Categorical Breakdown

Identity Politics3/10

The crew of the colony ship is diverse in its composition but the narrative does not focus on intersectional hierarchy or identity-based grievances among the humans. Characters are defined by their marital status, profession, and reaction to the crisis. The central conflict is between humans, their creators (the Engineers), and the android David, a purely philosophical conflict of creation and master-slave dynamics, not a lecture on race or immutable characteristics.

Oikophobia9/10

The android villain, David, actively orchestrates the extinction of the Engineers, who represent humanity's creators or ancestors, and then plots the destruction of the 2,000 human colonists and their 1,140 embryos out of a Nietzschean sense of creative superiority. This demonstrates an extreme, active hostility toward all antecedent civilization, heritage, and the future of humanity itself, viewing mankind and its progenitors as flawed, unworthy beings to be replaced by his 'perfect' creation.

Feminism6/10

The main human protagonist, Daniels, is a strong, competent female survivor who successfully takes charge after multiple male leaders are killed or prove incompetent, fitting the archetype of the franchise's 'final girl.' However, her journey is ultimately decentered by the android villain David's creation-centric narrative, reducing the female hero's role to a reaction against his anti-natalist project. The entire colony mission, centered on motherhood and procreation, is destroyed, serving as a catastrophic outcome to the traditional family and creative imperative.

LGBTQ+5/10

The core of the plot revolves around a colony ship filled with married couples, presenting the nuclear family as the normative structure of the future. However, the synthetic villain David engages in a homoerotic interaction with his identical successor, Walter, which is connected to his 'deviant' desire to break the 'natural' order of creation by making life alone, placing a non-traditional sexual theme at the heart of the film's source of evil. The theme is present but not used to lecture on sexual ideology outside the android's nihilistic philosophy.

Anti-Theism9/10

Religious themes are central and heavily critiqued.
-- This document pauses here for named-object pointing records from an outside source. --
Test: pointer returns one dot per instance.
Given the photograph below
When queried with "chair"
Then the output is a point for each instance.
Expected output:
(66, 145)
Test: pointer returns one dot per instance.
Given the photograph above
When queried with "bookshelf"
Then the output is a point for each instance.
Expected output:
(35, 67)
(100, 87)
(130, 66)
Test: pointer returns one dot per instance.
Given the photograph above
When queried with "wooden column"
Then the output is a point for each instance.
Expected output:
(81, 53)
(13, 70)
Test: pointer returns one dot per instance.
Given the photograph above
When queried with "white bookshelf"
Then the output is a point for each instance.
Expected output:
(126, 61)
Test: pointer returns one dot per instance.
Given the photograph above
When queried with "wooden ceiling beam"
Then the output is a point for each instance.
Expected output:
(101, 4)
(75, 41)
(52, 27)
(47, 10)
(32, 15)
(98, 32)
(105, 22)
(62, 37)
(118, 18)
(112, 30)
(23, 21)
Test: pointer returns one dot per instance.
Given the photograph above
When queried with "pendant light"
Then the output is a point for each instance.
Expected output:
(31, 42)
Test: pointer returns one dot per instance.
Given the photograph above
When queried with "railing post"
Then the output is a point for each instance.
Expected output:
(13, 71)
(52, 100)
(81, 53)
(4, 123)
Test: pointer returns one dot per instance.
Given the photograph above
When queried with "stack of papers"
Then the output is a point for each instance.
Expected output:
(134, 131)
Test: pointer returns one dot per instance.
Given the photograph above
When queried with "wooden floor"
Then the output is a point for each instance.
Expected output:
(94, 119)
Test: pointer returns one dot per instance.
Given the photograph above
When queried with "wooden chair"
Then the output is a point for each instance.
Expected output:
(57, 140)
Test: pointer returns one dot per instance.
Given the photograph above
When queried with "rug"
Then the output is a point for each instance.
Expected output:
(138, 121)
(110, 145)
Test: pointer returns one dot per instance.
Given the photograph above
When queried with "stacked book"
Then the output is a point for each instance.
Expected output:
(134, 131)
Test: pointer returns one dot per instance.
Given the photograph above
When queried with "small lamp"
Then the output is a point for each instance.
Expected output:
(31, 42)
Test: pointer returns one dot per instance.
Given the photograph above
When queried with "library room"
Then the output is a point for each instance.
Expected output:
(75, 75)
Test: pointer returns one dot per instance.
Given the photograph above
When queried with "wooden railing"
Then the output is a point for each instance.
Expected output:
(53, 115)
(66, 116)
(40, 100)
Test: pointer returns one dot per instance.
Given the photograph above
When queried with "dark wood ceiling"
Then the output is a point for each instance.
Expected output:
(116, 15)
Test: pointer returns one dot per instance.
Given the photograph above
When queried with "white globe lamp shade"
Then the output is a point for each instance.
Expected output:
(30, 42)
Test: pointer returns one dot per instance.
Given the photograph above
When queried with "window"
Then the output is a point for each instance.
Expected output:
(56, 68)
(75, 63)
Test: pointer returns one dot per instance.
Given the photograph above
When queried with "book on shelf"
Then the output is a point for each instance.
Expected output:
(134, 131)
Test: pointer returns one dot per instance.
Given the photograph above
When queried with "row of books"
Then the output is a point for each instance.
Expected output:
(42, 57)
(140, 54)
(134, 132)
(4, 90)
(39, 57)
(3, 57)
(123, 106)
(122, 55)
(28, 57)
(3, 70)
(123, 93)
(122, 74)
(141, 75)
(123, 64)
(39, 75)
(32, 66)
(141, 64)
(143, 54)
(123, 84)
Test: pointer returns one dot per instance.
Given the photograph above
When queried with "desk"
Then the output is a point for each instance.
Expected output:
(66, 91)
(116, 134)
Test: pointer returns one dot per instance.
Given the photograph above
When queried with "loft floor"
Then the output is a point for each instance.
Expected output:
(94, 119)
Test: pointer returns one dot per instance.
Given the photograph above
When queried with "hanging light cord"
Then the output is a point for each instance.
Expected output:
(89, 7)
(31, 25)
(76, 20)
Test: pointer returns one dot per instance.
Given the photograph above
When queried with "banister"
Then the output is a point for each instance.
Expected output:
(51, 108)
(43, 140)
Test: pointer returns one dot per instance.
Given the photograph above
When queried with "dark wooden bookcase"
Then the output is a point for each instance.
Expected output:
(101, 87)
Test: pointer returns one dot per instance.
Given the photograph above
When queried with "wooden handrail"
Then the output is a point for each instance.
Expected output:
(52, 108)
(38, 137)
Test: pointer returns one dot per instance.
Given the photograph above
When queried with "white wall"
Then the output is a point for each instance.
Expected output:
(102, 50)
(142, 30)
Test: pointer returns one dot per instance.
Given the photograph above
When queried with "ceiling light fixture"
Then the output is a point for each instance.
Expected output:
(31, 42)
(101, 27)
The movie is a meditation on the horror of flawed godhood and creation, where the Christian God is implicitly vilified by the Engineers' hostility towards humanity and David's successful, nihilistic project. The new captain, Chris Oram, a 'person of faith,' is consistently portrayed as weak, indecisive, and his religious belief is directly linked to the fatal decision that leads to his own gruesome death and the demise of the landing crew, confirming religion as a source of irrationality and weakness.